Redoxmetabolism in Neurons and Cancer
Venkataramani Lab
Role of the Alzheimer's amyloid precursor protein (APP) in iron and redox metabolism
The amyloid precursor protein (APP) plays an essential role in the pathogenesis of Alzheimer's disease. Here, APP is cleaved by beta- and gamma-secretases into A-beta-peptides, which accumulate intra- and extraneuronally in the form of soluble oligomers and solid amyloid plaques. However, under physiological conditions APP is processed via alpha-secretase (ADAM10) that cuts within the A-beta region. The released large soluble fragment sAPP-alpha has synaptotrophic, growth-promoting and cell-protective effects in neuronal and non-neuronal cells (Venkataramani et al., 2012b).
In neuronal cell cultures as well as in various animal models, we found clear evidences that the cellular iron content regulates the expression of APP. In line with other prominent iron regulators, the mRNA of APP contains a functional homologous IRE (iron responsive element)-consensus sequence. The master iron regulator IRP1 can bind to this IRE-like sequence and so block APP protein translation. Moreover, we demonstrated that heavy metals such as lead (Pb2+) and manganese (Mn2+) increase this inhibitory IRE binding and thus block effective protein translation of APP. The loss of APP leads to a dramatic intracellular accumulation of redox-active, divalent iron (Fe2+), which drives lipid peroxidation. Based on our results, we now provide a novel explanation for increased APP protein levels in oxidatively stressed neuronal cells and tissues and how APP shields cells from iron-mediated oxidative stress (Venkataramani et al., 2018a).

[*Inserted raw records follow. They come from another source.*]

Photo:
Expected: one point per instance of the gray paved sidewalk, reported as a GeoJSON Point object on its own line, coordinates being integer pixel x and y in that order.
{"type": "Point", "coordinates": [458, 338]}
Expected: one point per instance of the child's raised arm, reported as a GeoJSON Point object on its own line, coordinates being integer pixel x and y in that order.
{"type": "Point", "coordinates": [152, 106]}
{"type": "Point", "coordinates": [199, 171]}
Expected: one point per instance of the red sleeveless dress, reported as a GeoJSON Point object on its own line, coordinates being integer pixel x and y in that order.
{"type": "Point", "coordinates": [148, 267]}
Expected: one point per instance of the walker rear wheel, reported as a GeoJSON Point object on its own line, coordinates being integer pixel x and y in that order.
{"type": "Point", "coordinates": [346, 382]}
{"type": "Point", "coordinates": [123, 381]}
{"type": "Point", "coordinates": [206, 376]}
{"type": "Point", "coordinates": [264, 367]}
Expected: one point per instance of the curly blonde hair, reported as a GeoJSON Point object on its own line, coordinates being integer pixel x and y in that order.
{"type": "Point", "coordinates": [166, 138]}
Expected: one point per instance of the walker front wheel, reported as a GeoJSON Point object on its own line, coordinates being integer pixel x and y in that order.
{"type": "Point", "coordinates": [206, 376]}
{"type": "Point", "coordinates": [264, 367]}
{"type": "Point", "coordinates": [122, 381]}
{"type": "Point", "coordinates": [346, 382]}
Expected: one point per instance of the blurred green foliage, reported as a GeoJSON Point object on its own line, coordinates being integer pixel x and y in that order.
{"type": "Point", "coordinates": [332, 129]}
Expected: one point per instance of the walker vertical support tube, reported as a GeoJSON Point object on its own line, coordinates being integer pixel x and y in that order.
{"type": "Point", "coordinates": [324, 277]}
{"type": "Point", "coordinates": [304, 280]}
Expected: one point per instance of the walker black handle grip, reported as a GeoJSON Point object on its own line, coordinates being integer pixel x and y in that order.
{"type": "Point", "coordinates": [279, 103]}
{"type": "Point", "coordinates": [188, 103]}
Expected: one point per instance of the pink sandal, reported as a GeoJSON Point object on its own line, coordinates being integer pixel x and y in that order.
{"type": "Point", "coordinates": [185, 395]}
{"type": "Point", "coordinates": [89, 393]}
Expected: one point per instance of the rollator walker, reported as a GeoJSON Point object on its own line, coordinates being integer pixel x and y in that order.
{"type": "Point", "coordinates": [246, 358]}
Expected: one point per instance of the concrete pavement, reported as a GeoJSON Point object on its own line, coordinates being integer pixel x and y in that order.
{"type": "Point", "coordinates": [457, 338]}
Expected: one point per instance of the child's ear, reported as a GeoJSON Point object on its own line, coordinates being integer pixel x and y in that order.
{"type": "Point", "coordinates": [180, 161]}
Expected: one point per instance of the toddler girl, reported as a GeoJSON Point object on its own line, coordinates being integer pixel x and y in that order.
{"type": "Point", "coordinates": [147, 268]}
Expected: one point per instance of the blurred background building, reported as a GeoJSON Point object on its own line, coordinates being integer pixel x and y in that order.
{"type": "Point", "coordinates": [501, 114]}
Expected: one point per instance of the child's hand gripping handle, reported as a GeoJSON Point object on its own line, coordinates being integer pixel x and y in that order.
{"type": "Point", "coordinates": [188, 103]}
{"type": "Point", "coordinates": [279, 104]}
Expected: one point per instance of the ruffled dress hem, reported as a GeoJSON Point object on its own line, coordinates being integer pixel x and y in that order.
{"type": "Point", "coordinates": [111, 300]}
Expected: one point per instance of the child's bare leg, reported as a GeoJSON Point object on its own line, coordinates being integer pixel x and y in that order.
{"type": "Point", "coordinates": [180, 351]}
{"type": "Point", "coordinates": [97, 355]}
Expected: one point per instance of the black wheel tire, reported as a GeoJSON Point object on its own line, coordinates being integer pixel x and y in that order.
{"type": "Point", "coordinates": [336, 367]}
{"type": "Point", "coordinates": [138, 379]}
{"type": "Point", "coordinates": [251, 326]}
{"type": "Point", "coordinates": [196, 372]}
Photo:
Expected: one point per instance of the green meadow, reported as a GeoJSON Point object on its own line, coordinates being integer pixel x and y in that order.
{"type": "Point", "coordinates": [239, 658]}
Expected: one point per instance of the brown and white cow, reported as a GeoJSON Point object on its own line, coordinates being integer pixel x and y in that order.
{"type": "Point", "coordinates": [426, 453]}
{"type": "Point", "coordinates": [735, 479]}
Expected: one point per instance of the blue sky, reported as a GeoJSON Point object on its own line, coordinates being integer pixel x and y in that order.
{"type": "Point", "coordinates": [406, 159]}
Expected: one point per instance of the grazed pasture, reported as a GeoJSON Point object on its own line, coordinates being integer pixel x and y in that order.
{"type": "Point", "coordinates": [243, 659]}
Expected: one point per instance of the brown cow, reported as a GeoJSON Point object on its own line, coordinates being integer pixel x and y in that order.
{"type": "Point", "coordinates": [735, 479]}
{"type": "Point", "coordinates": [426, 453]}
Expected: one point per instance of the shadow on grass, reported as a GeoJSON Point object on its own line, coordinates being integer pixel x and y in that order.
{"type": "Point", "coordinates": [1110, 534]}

Nearly 10 years ago we first discovered that APP is also highly expressed in various malignant tumor entities including pancreatic, colon and testicular tumors (Venkataramani et al., 2010; Venkataramani et al., 2012a). Interestingly, large amounts of iron are required in the course of tumor development, implicating that high levels of APP protect cancer cells from iron-mediated oxidative stress and cell death.
Indeed, loss of APP in multiple tumor cell models in vitro, ex vivo and in vivo results in significant Fe2+ accumulation, lipid peroxidation and oxidative DNA damage, altogether suppressing tumor growth. These results highlight APP as new druggable target for multiple cancer entities.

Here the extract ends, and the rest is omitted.